Multiple myeloma

Living with an incurable cancer

March 20, 2019 Word for Word Media 0Comment

Though Fareed Bruintjies’ (47) story encompasses just about everything that can go wrong in a cancer survivor’s journey, he’s emerged more determined than ever to do battle with his persistent illness. 


With Fareed’s diagnosis, of multiple myeloma, carrying a median survival rate of four years, he accidentally bumped into a patient who’d survived the same cancer for 12 years in the chemotherapy room.

That woman, 11 years his senior, had undergone multiple treatments for 10 years. He realised that there was strength in the support of fellow survivors. Her very existence confirmed the hope he’d picked up on, in researching the disease, a beacon for optimism. Fareed was optimistic and he knew he would have access to the best treatment. He shares his story in his own words.

Bodily aches hide a cancer diagnosis

When lower back pain, I had felt in December 2014, persisted through January 2015, I finally went to see a GP. I informed the doctor that I had been zip-lining in December and probably hurt my back in the process. I got pain killers and anti-inflammatories for the suspected muscle injury. 

Then when I didn’t get better, in April, she referred me to an orthopaedic surgeon who suspected a slipped disc and continued medication, but added a spinal cortisone injection. After that I went for a Thai massage and ended up in the emergency room over a long weekend. Again, they suspected a slipped disc.

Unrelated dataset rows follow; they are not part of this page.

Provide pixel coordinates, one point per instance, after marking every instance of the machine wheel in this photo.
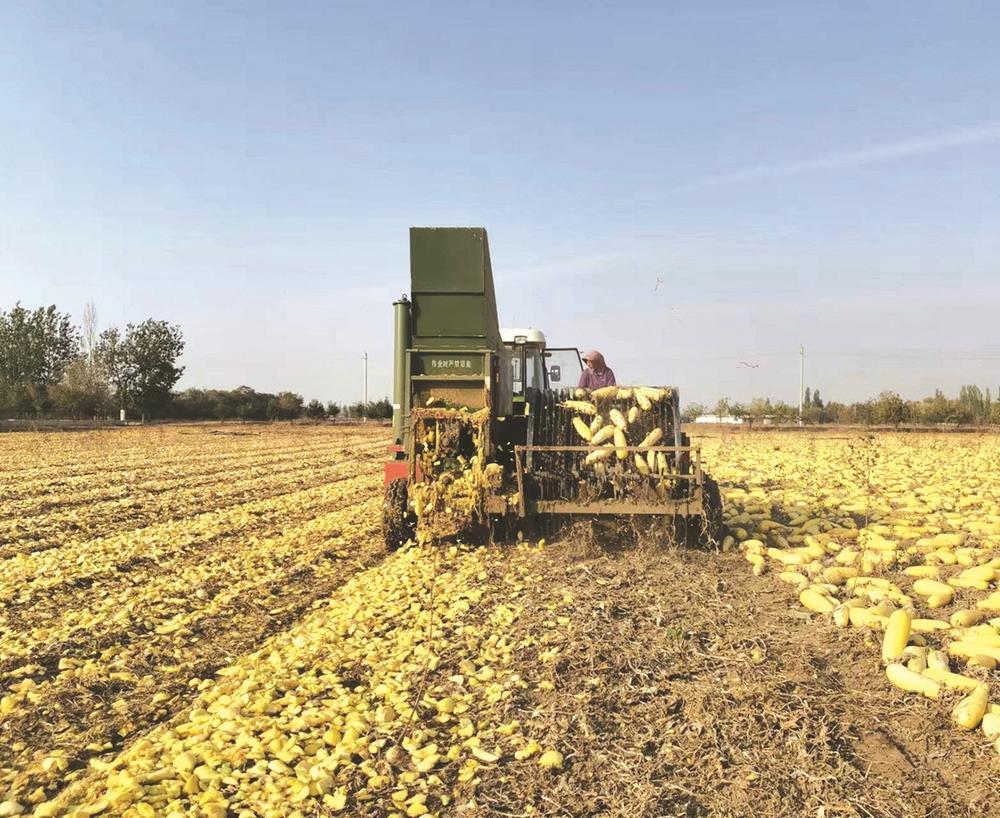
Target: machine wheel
(398, 522)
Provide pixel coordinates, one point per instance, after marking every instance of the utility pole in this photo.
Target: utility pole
(802, 379)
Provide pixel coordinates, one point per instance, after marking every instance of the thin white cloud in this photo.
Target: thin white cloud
(849, 159)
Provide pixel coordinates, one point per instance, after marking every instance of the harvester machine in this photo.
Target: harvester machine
(490, 429)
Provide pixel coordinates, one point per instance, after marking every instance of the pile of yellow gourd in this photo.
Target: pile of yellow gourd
(922, 569)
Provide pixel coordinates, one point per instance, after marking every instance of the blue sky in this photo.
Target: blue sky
(683, 186)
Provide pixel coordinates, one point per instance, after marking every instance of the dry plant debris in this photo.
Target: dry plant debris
(249, 650)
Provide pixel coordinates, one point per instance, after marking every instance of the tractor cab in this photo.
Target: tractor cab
(536, 368)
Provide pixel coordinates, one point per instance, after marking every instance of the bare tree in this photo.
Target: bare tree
(89, 334)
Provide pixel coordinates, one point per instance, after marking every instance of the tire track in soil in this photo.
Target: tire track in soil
(132, 511)
(79, 722)
(115, 489)
(84, 641)
(686, 686)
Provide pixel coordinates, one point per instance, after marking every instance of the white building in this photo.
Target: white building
(717, 419)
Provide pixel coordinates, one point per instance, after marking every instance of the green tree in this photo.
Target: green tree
(314, 410)
(890, 408)
(379, 409)
(142, 364)
(285, 406)
(36, 347)
(758, 410)
(82, 392)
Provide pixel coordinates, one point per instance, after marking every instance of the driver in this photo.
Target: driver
(597, 373)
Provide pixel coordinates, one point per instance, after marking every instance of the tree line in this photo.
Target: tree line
(50, 367)
(973, 406)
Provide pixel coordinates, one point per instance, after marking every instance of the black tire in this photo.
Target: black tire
(398, 523)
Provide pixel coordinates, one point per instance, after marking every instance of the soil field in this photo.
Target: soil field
(197, 621)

By late April 2015, I was on crutches and in a lot of pain, with nerve pain down both legs. I was ordered to stay flat on my back for two weeks and to take a bunch of drugs, which seemed to help. I went to see a chiropractor in May and she got me back on my feet, but the localised back and nerve pain persisted. 

On 18th June, I picked up my daughter, then two-years-old, and pulled something     in my right arm. I had stocks of anti-inflammatories, but when the pain remained for three weeks, I returned to my GP. She suspected a rotator-cuff injury and sent me for X-rays.

X-rays open Fareedís eyes to his reality

I remember it all well. It was the 8th July 2015. I got to my car and opened the sealed X-ray envelope. Where the right humerus (long bone in the upper arm) was supposed to be, it was all black instead of white. The report spoke of suspected carcinoma or Stage 4 cancer that had spread from somewhere. I was in utter shock and disbelief. I’d had regular prostate screenings and no family history of cancer. I recomposed myself, went home and said nothing.

I’m the go-to person in our extended family. Until my diagnosis, I was an independent financial consultant for small and medium enterprise companies. I felt this couldn’t be happening to me when I have so many other people depending on me! 

The GP’s secretary called me the next day. I was to come in immediately. The young locum standing in for the GP found it emotionally difficult to break the news. I kept it from my family as I wanted it to simmer for a few days, to give me time to confront my own demons. 

When I saw an orthopaedic surgeon for my arm, he sat me down to help navigate a way forward with the cancer, adding, “Oh, by the way, your arm is fractured”.

Straddling state and private healthcare

Due to my Discovery Health Medical Scheme plan being one of the lowest, my diagnostic tests were not covered though treatment was. So, I opted to seek diagnostic tests through the state for which I covered the costs. So, it was off to Helen Joseph Hospital for a process of elimination via various tests. At 7:30, I was number 128 in the queue. Four hours later, I was seen for about 10 minutes. More X-rays and off to the lab, with a long shopping list of tests. They said come back in a week. Then, another long wait, with my arm now in a sling and me using a walking stick to get around.

Then I was booked for a scan at Rahima Moosa Hospital. From there I went for a nuclear scan at Chris Hani Baragwanath Hospital. 

It was now 27th July. I left with the scan reports. Reading them, I learnt of a pathological fracture of the right humerus, compression fracture of the spine, three lesions on the thoracic spine and two on my left ribs.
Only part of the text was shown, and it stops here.